Kanye “Ye” West’s antisemitic comments in several interviews have led to a growing corporate boycott of him. This has put more pressure on music streaming services to remove the rapper-turned-fashion mogul’s albums from their sites.
In an interview with Reuters on Tuesday, Spotify CEO Daniel Ek talked about the situation. He said that Ye’s comments were “awful,” but that his music did not break Spotify’s rules against hate. Ek also said that it was up to Ye’s label, the Def Jam imprint of Universal Music Group, to pull his music if they felt they had to.
“It’s really just his music, and his music doesn’t violate our policy,” Ek told Reuters, adding, “It’s up to his label, if they want to take action or not.” Ek said that Ye’s antisemitic comments would have been removed from Spotify if he had said them on a podcast or recording. However, the rapper hadn’t said anything like that.
From 2002 until 2016, Def Jam owns the rights to Ye’s songs. The rapper’s contract with the record company he had been with for a long time ended when his 2021 album DONDA came out.
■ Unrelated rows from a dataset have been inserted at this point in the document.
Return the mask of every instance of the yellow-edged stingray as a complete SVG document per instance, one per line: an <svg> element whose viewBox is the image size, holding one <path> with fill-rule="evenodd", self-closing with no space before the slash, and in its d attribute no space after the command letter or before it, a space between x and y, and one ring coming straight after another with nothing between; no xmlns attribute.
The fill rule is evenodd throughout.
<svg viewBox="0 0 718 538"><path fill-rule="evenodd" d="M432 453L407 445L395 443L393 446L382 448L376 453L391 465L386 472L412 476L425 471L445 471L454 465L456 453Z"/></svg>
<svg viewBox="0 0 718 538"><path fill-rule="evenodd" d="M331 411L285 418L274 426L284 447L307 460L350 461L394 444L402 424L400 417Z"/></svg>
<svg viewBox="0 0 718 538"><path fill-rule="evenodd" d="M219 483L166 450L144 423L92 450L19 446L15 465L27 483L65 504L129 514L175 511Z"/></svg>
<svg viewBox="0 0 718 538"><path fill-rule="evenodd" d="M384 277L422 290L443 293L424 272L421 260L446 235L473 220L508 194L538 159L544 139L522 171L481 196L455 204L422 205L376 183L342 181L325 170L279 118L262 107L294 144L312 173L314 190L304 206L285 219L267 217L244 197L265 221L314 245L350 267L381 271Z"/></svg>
Def Jam said in a statement to The Hollywood Reporter that its relationship with Ye as a recording artist, its partnership with the GOOD Music label venture, and Ye’s merchandise agreement with Bravado all ended in 2021.
“There is no place for antisemitism in our society. We are deeply committed to combating antisemitism and every other form of prejudice.”
After Ye made several antisemitic comments in interviews and tweets, the biggest names in Hollywood started publicly asking people to stop listening to him. Ari Emanuel, the head of WME, asked Ye’s business partners, like Spotify and Apple Music, to stop working with him.
Since Emanuel’s plea, the talent agency CAA dropped Ye as a client, MRC Entertainment scrapped a finished documentary on the rapper, and Balenciaga, GAP, and Vogue all cut ties with him.
On Monday, Ye’s biggest corporate backer, Adidas, ended a very profitable partnership with the Yeezy brand.